Sadeleştikçe zihnim ferahladı, aynı zamanda etrafım ferahladı. Beni mutlu etmeyen, işime yaramayan eşyaların gereksiz yer kaplaması, tozlanması ve beni uğraştırması çok anlamsız gelmeye başladı. Kullanmadığım sevmediğim bir çok gereksiz eşyalardan kurtuldum, işe yarayabilecek olanları gerekli yerlere ulaştırdım. Ancak yine de gereksiz olan ama çeşitli sebeplerle kıyamadığım eşyalar var. Kullanmıyorum ve muhtemelen kullanmayacağım ama türlü türlü bahaneler üretip onları elimden çıkaramadım. Baktıkça beni huzursuz ediyorlar, kimini çok ucuz buldum diye kimine çok para verdim diye, kimini zamanında çok sevdim diye, kimi hediye diye , kimini anı diye neredeyse çöp olmuş eşyaları bile tutuyorum. Sadeleşmenin huzurunu görünce bu gereksiz eşyalar daha da gözüme batmaya başladı. Kendime bulduğum bahaneler de saçma gelmeye başladı. Örneğin hediyeler için Marie Kondo'nun Derle Topla Rahatla kitabında yazdığı şey çok mantıklı geldi.Hediyenin işlevi karşı tarafı mutlu etmektir, bize verildiklerinde mutluluk verdiler ve işlerini yaptılar. Bize şuan mutluluk vermiyorlarsa işlerini tamamlamışlardır ve artık onları elimizden çıkarmalıyız. Bunları okuduğumda gerçekten hak verdim yine de temizlik esnasında elim gidip de kurtulamadım. Aynı kitapta yazar  düzenlemeden önce hayal kurmamızı nasıl bir ortamda yaşamak istediğimizi ve nasıl bir hayat istediğimizi düşünmemizi söylüyor. Ben düşündüğümde az eşyanın olduğu toparlaması kolay ve baktığımda bembeyaz bana huzur veren bir odada olmak isterim. Çekmeceyi açtığımda her şeyi üstten görebileyim bir şeyler aramakla uğraşmayayım, kitaplığım ferah dursun kolay temizlensin, Gardırobumu açtığımda sevmediğim bir şey olmasın. Yine yazar diyor ki tamamı çok sevdiğiniz kıyafetlerden oluşan bir gardırop hayal edin daha mutlu olmaz mısınız? Cümleleri aklımda kaldığı kadarıyla yazıyorum. Bu kitapla ilgili pek çok yazı ve video var artık, ben 2 kez okudum 3. 4. 5. kez okuyacağıma da şüphem yok. Okudukça daha başka açıdan da bakıyorum. Aslında kitabın dili kendisi karmaşık ve derin değil, sadece sadeleştikçe bakış açım değişiyor.

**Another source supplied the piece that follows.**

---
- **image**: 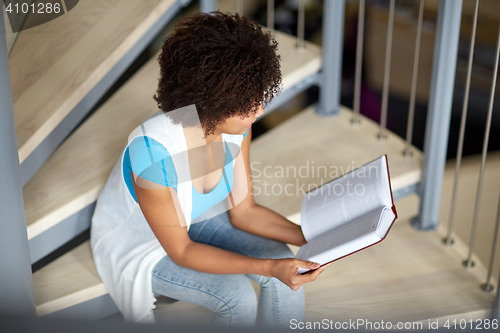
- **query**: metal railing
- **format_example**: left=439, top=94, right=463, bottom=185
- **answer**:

Evden çıkardığımız tamamı gereksiz onca eşyaya rağmen hala çıkarmam gerekenler var. Bir evde bu kadar ne olur diyenleriniz varsa inanın temizlemeye başlayana kadar varlığını bile fark etmediğiniz yüzlerce eşya çıkar çoğu evden. Bizim alt katımızda bodrum var ve oradaki 3 odayı depolama için kullanıyoruz. Yer fazla oldukça insan eşyaları anlamsızca tutuyor. Bebeklik kıyafetlerim, beşiğim bile duruyordu şu 2 haftaya kadar ve ben 21 yaşında tek çocuğum. Giyebilecek kardeşim bile yoktu ki bir bahanesi olsun. Neyse ki annemi ikna edebildim ve birkaç özel parçayı saklayıp kalanlarını elimizden çıkardık.

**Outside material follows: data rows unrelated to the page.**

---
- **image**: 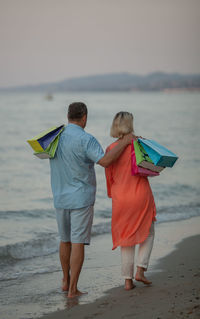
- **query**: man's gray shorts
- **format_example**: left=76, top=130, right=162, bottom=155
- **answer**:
left=56, top=206, right=94, bottom=245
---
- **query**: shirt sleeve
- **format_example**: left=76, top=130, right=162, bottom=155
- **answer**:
left=86, top=136, right=104, bottom=163
left=105, top=148, right=113, bottom=198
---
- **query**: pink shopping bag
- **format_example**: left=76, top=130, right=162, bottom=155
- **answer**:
left=131, top=141, right=160, bottom=177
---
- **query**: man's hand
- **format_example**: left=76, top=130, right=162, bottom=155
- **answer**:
left=121, top=133, right=137, bottom=145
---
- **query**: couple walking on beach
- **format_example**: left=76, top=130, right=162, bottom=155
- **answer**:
left=50, top=102, right=156, bottom=298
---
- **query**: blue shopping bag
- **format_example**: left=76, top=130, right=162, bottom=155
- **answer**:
left=138, top=138, right=178, bottom=167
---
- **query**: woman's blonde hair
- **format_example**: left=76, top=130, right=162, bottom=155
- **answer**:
left=110, top=112, right=134, bottom=138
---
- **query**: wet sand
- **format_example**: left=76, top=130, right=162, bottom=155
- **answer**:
left=39, top=217, right=200, bottom=319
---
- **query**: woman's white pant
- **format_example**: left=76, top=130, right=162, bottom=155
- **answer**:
left=120, top=223, right=154, bottom=279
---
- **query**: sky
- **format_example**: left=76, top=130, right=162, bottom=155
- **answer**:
left=0, top=0, right=200, bottom=87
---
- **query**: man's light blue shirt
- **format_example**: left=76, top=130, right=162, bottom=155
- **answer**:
left=50, top=123, right=104, bottom=209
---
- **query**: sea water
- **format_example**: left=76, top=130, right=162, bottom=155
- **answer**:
left=0, top=92, right=200, bottom=319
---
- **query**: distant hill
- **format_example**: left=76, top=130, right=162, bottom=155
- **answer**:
left=0, top=72, right=200, bottom=94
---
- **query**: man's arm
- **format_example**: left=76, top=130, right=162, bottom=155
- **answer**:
left=97, top=133, right=136, bottom=167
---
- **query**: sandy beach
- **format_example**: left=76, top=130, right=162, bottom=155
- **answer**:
left=38, top=217, right=200, bottom=319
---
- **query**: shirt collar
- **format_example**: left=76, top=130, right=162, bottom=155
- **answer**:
left=67, top=123, right=84, bottom=131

Ben hatıralara da eşyalar üzerinden anlam yükleyen biriydim. Çocukken sevdiğim şeker paketlerini saklardım yıllarca hatta çok sevdiğim bir arkadaşımın aldığı çikolatanın paketini yıllarca  saklamışlığım vardır bir de üstüne tarih yazmıştım sanki o tarihi ezberlemek zorundaymışım gibi. Hala evimde anı dediğim böyle çöpler var. Kıyıp atamıyordum. İyice fark ettim ki sevdiklerimi ve anılarımı hatırlamam için eşyalara ihtiyacım yok. Aklımda ve kalbimde kalanlar en mühimleri zaten.

İşte böyle elimden çıkarmam gerektiğini fark ettiğim, gereksiz yük olan ama bir türlü kıyamadığım elime alıp alıp geri bıraktığım eşyalar için bir tür oyun oynamaya karar verdim.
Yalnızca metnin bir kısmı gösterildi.